Singapore has developed highly ambitious plans to increase annual handling capacity to an almost unimaginable 60m teu within a decade; while PTP’s concentration on developing a free-trade zone is beginning to attract light manufacturing and other non-port activities that will ultimately diversify its cargo base away from transhipment and increase the proportion of more reliable gateway cargo. It would also reduce the chances of the Maersk situation reoccurring – it is ironic that subsequently PSA has developed a dedicated terminal for Mediterranean Shipping Co.
London Gateway & Tilbury
Given the unsettled nature of the UK’s port scene since the recent launch of the country’s newest deepwater port, London Gateway, this is an entirely speculative suggestion, especially since Gateway’s first liner services have been won from nearby Tilbury, one of the country’s most established ports (Queen Elizabeth I launched the naval defence against the Spanish Armada in the 16th century from its docks).
The intense rivalry that appears to be developing between the two ports may at some later stage be interpreted by shipping historians more as the birth pangs of the UK’s newest port complex. Without wishing to delve into the details of the moves of both the SAECS and three Hamburg Sud services from Tilbury to London Gateway, it is clear that the trend in all deepsea trades is towards larger vessels. At some point, the tide-restricted river berths of Tilbury were sooner or later going to struggle to service these bigger ships, especially when a more round-the-clock option exists jut 10 miles downriver.
And whatever the status of the north-south services that it has so far attracted to its quayside, London Gateway was purpose-built to handle the ultra-large container vessels being deployed on the Asia-Europe trade; its stated mission is to act as the entrepôt for the UK’s largest consumer market: London and its UK south-east hinterland.
But in fact, there is considerably more potential for the site, especially taken in combination with the facilities at Tilbury. With its melting pot of cultures and role as global business hub, London is arguably the one city in Europe developing into anything that will resemble the megacity of tomorrow. It is early days yet, but acting as gateway to that provides base volumes and the beginning of a critical mass that would allow it to hunt transhipment cargo – in the same way that Rotterdam has managed by acting as a gateway for the industrialised Rhine heartlands of Germany.
Indeed, The Loadstar is aware of one logistics company that has suggested to a major Asian hi-tech consumer goods manufacturer that London Gateway would make an ideal base from which to distribute its goods across Europe.

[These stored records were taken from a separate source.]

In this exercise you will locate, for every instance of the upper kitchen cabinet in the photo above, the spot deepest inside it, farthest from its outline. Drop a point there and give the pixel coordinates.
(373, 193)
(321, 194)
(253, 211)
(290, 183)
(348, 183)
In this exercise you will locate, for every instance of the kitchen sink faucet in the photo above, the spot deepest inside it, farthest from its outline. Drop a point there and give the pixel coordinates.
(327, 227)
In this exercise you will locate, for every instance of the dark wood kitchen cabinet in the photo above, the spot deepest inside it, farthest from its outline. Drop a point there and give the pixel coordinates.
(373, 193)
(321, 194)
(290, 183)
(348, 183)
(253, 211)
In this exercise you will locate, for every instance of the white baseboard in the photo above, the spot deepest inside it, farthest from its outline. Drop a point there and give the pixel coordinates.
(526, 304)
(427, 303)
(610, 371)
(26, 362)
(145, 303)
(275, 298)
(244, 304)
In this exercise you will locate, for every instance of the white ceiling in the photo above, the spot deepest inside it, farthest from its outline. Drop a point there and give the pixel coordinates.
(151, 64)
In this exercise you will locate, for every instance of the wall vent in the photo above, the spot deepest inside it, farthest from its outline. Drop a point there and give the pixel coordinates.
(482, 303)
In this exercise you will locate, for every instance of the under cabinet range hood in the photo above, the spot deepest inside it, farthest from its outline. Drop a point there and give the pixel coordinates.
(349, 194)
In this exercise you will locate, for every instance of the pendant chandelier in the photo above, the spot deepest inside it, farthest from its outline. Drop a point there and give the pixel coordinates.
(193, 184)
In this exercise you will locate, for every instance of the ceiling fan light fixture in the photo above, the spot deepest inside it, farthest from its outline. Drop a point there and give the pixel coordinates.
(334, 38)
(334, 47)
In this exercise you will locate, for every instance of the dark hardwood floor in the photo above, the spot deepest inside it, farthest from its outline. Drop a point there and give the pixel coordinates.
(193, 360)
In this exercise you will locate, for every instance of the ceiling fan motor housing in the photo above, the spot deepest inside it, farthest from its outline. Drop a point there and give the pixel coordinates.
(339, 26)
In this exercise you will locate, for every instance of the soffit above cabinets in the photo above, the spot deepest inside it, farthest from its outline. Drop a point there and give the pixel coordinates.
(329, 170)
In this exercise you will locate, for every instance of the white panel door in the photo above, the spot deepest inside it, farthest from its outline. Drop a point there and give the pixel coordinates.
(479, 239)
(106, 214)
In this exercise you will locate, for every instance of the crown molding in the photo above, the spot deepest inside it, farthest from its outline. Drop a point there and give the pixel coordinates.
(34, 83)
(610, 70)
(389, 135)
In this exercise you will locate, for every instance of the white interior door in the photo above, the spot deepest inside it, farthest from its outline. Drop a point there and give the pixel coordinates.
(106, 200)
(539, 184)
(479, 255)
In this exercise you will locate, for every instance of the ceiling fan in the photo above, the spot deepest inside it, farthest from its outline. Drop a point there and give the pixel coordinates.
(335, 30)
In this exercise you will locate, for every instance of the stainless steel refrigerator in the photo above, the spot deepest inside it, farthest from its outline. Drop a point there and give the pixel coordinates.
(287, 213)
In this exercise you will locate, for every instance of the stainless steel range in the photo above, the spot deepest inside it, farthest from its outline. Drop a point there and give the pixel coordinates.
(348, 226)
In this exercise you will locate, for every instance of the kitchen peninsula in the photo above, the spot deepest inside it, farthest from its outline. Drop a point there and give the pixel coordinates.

At the same time, we have reported that Tilbury is now focusing its attention on a shortsea container terminal, located behind its locks, with new 45ft spreaders specially acquired to service intra-European shortsea and midsea trades.
And consider the following thought experiment: when Marks & Spencer became the launch customer of London Gateway’s logistics park – set to be the largest in Europe – M&S’s Emile Naus told The Loadstar that the facility would act as a distribution hub for its European stores, as well as London and the south-east. He outlined a supply chain in which containers unloaded from Asia were de-stuffed at London Gateway and reloaded into trucks and driven, via the Channel Tunnel, across Europe.
Surely, it would be more economically and environmentally efficient to reload those goods onto 45ft containers and shunt them to Tilbury, where there could potentially be a growing network of shortsea services from which to access the continent.
Back in the 1990s, the UK was home to significant transhipment volumes, when Felixstowe had spare capacity and there were continuing problems in French ports. With the right planning, it might yet once again become a pre-eminent box hub.